Several reports have been published worldwide about the use of transcriptomics focused on understanding the biological control mechanisms during the plant-pathogen-BCA interaction by conducting studies of the gene expression in BCA-M (in the presence of a phytopathogen in vitro or in the field); the regulation of the gene expression in the pathogen or in the host plant (in the presence of the BCA-M or its metabolites); the impact of the phytopathogens on the gene expression profiles; and the modulation of these profiles by the presence or absence of an BCA-M. For example, Duke et al. (2017) reported that Brassica napus (canola) is greatly affected by Sclerotinia sclerotiorum, the causal agent of canola stem rot. However, when Pseudomonas chlororaphis PA23 was inoculated in canola in the presence of S. sclerotiorum, the infection rate was reduced by 91%. This result was associated with the transcriptional reprogramming in canola, i.e., the plants infected with S. sclerotiorum positively regulated approximately 8000 genes, while the preventive treatment with P. chlororaphis PA23 reduced 16 times the expression of the genes previously regulated by the phytopathogen. In addition, in the absence of the pathogen, P. chlororaphis PA23 caused the regulation of defense genes in canola, which are involved in the induced systemic response and production of reactive oxygen species.
Metabolomic studies to identify potential mechanisms of action of BCA-M. As a scientific approach based on data to detect and quantify hundreds of metabolites by differential analyses (Lloyd et al., 2015), metabolomics is ideal for analyzing complex interactions at the metabolic level during plant-microorganisms-environment interactions.

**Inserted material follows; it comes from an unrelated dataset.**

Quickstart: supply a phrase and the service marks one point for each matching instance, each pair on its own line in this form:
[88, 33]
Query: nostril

The metabolomic studies are based, in the first place, on establishing the experimental condition for the study (Figure 2) by which the strategy of sample preparation will be established (focused on the type of compounds to be detected, including extractions with organic solvents or solid-phase extractions), followed by sample preparation, either by concentration or purification (Mhlongo et al., 2018). Then, the separation and detection of metabolites of interest is carried out using gas chromatography (GC), liquid chromatography (LC) or capillary electrophoresis (CE) coupled to mass spectrometry (MS) (Naz, 2014). CE separates the compounds depending on the charge and size and provides high-resolution power. CE-MS is mainly used for primary-intermediate metabolic pathways and is usually coupled to a TOF mass analyzer (Ramautar et al., 2016). In recent years, MS imaging (MSI) has evolved and has been used in different metabolic studies to obtain the distribution of compounds in tissue areas (cells, tissue, or specific sections) (Mhlongo et al., 2018). Compared to other traditional molecular imaging techniques, MSI makes it possible to obtain more information by providing the distribution of characteristics of a wide range of metabolites at high resolution (Schwamborn, 2012).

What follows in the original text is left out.